# Homework Help: Archimedes/Buoyancy Question

1. May 2, 2010

### patricks

1. The problem statement, all variables and given/known data
A cube of iron 60 cm on each side is suspended between layers of mercury and water. The density of mercury is 13.6 g/cm^3. What height of the cube is in each liquid? What if the cube is made of lead?

2. Relevant equations
h=$$h_1$$ + $$h_2$$=0.6 m
$$\rho_{Fe}$$=7880 kg/m^3
$$\rho_{Pb}$$=11300 kg/m^3
$$\rho_{Hg}$$=13600 kg/m^3
$$\rho_{H2O}$$=1000 kg/m^3

Where $$h_1$$ = height of the block in the Mercury, and $$h_2$$ = height of the block in the Water.

3. The attempt at a solution
F=0N=F_b - F_g
F_g=$$\rho_{Pb}$$*A*h*g
F_b=$$\Delta P$$ * A=(P_f - P_i)*A
P_f = P_i + $$\rho_{H2O}$$*h_2*g + $$\rho_{Hg}$$*h_1*g
F_b=A*g*($$\rho_{H2O}$$*h_2 + $$\rho_{Hg}$$*h_1)
0N=A*g*($$\rho_{H2O}$$*h_2 + $$\rho_{Hg}$$*h_1) - $$\rho_{Pb}$$*A*h*g
$$\rho_{H2O}$$*h_2 + $$\rho_{Hg}$$*h_1 = $$\rho_{Pb}$$*h
h_2+h_1=0.6m
h_1=0.49m
h_2=0.11m

The way I thought through the problem is any pressure at the top of the block would be canceled by that same amount of pressure at the bottom of the block, so all I needed to calculate was the addition pressure at the bottom of the block (gauge pressure, I believe it is called), which I took to be the weight of the water displaced plus the weight of the mercury displaced.

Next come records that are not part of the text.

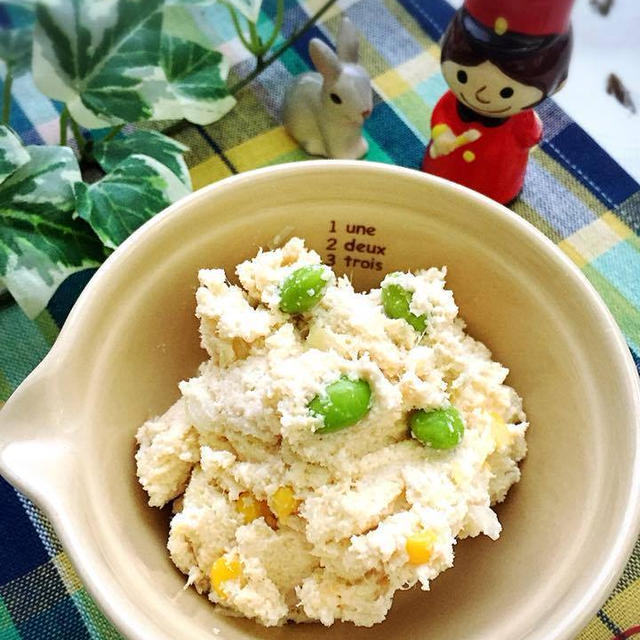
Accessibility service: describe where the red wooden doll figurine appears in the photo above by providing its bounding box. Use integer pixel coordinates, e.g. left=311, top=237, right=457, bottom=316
left=422, top=0, right=573, bottom=204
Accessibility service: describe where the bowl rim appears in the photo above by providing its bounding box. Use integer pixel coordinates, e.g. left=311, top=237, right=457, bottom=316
left=0, top=160, right=640, bottom=640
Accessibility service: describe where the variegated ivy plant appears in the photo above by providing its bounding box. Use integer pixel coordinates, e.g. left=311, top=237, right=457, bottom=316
left=0, top=0, right=336, bottom=317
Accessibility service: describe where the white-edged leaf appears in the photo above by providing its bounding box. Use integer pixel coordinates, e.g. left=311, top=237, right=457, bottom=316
left=33, top=0, right=235, bottom=128
left=0, top=125, right=29, bottom=184
left=93, top=131, right=191, bottom=191
left=76, top=154, right=189, bottom=249
left=0, top=146, right=104, bottom=317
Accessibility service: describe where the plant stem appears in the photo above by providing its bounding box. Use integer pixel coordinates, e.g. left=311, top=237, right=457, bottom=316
left=100, top=124, right=124, bottom=142
left=224, top=2, right=254, bottom=53
left=264, top=0, right=284, bottom=53
left=229, top=0, right=336, bottom=95
left=60, top=105, right=69, bottom=147
left=247, top=21, right=264, bottom=56
left=2, top=65, right=13, bottom=124
left=69, top=115, right=87, bottom=157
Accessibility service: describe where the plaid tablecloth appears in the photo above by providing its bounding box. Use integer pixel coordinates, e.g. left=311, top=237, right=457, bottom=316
left=0, top=0, right=640, bottom=640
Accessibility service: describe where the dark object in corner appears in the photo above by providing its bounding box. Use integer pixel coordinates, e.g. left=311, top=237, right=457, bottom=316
left=607, top=73, right=636, bottom=113
left=590, top=0, right=613, bottom=16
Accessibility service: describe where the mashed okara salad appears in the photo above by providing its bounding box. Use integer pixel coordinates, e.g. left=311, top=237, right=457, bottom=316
left=136, top=238, right=527, bottom=626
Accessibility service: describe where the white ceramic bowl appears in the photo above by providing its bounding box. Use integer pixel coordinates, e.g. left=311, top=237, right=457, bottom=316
left=0, top=161, right=640, bottom=640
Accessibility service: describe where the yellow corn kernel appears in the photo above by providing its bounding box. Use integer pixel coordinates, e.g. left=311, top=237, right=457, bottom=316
left=271, top=486, right=300, bottom=522
left=236, top=491, right=271, bottom=524
left=405, top=529, right=438, bottom=564
left=209, top=556, right=242, bottom=598
left=489, top=411, right=511, bottom=449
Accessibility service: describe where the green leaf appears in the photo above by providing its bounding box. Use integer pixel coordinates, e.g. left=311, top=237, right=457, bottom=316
left=160, top=34, right=230, bottom=122
left=0, top=0, right=34, bottom=77
left=0, top=125, right=29, bottom=184
left=0, top=27, right=33, bottom=76
left=76, top=154, right=189, bottom=249
left=0, top=146, right=104, bottom=317
left=33, top=0, right=235, bottom=128
left=93, top=131, right=191, bottom=191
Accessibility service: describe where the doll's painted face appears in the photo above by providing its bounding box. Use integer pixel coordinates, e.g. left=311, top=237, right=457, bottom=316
left=442, top=60, right=544, bottom=118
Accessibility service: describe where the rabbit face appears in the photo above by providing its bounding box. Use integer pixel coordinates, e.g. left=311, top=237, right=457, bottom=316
left=322, top=64, right=373, bottom=125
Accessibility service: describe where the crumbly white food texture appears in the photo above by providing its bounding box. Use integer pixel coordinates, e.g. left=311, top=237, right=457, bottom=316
left=136, top=238, right=527, bottom=626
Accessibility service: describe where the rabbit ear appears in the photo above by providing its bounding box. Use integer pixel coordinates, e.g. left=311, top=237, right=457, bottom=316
left=309, top=38, right=342, bottom=82
left=337, top=16, right=360, bottom=64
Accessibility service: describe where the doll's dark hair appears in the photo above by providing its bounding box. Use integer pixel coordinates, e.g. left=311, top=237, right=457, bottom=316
left=441, top=9, right=573, bottom=99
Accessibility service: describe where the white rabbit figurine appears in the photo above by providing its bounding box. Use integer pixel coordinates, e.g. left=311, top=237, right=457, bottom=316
left=282, top=17, right=373, bottom=158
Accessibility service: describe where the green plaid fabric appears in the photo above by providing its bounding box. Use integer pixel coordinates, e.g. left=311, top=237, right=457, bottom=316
left=0, top=0, right=640, bottom=640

This is NOT the solution my teacher came up with. My teachers solution requires the weight of water displaced to act in the same direction as the gravitational force on the block itself which results in a solution of $$h_1=0.506m, h_2=0.094m$$, which does not seem to make any sense to me. If this is indeed true, why is it true?

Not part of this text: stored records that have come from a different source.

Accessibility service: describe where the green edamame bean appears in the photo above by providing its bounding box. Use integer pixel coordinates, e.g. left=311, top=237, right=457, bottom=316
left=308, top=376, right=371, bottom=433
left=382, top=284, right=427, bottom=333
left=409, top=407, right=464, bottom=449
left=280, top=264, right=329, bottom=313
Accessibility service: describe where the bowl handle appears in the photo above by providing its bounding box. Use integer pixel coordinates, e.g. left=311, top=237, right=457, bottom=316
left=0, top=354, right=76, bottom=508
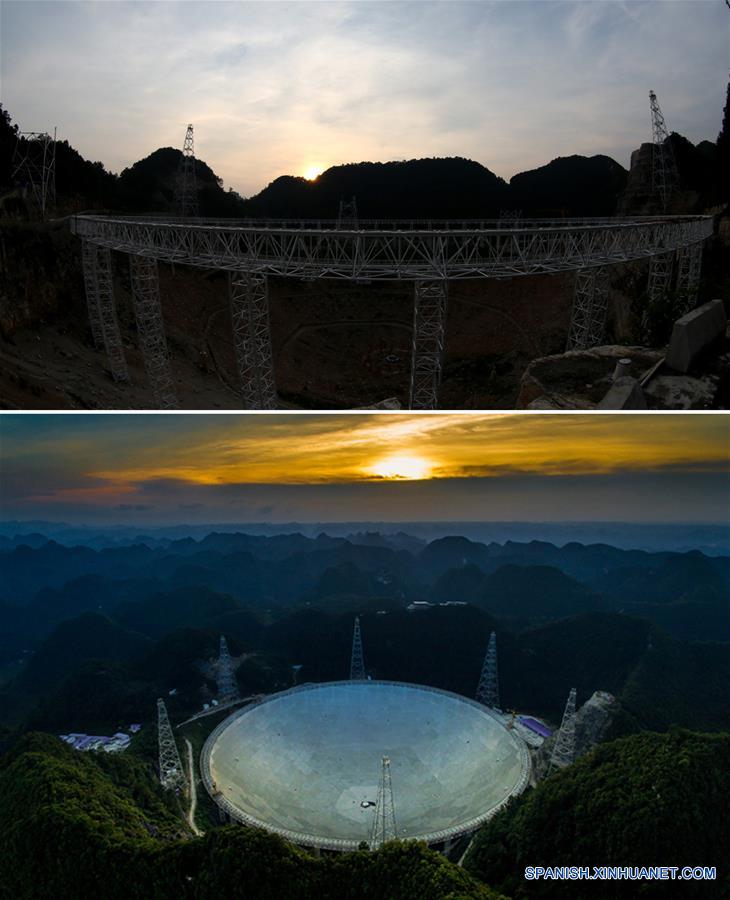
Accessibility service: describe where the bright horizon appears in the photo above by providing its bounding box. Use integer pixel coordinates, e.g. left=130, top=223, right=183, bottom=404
left=0, top=413, right=730, bottom=527
left=0, top=0, right=730, bottom=196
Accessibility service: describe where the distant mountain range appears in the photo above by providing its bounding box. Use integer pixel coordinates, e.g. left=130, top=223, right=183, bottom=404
left=0, top=102, right=722, bottom=219
left=0, top=532, right=730, bottom=730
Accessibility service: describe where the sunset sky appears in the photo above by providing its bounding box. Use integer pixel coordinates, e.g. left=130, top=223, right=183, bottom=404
left=0, top=0, right=730, bottom=195
left=0, top=413, right=730, bottom=525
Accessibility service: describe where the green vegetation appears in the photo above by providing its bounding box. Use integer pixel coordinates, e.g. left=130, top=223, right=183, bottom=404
left=0, top=734, right=497, bottom=900
left=465, top=730, right=730, bottom=898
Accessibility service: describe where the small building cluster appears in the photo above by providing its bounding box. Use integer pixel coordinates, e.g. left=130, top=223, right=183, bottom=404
left=59, top=724, right=142, bottom=753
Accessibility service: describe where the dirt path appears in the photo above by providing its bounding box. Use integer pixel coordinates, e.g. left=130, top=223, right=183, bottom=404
left=185, top=738, right=204, bottom=837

Also, how exactly do I do a new line in the Latex? Google suggests \\ or \newline, but neither of those seem to work in the "Preview Post" thing. Maybe if I submit it will fix itself, if not, I apologize for the broken Latex.

Okay submitting didn't work. Not sure what to try. Edit: deleted most of the tex stuff.

Last edited: May 2, 2010
2. May 2, 2010

### willem2

Your teacher was probably led astray by the fact that the water does press down on the block. We are only interested in the difference in pressure between the top and the bottom, and that difference is equal to a column of height h_2 of water on top of a column of height h_1 of mercury.

I think it's somewhat simpler to keep pressure out of it and use Archimedes law.

weight of the block = weight of displaced mercury + weight of displaced water

$$h \rho_{Pb} A g = h_1 \rho_{Hg} A g + h_2 \rho_{H20} A g$$ wich is the same as you have.

Your Latex looked fine. There seems to be a problem with updating of the preview. I get to see a preview of a reply of mine in another thread. I hope it comes out right if I press "Submit Reply"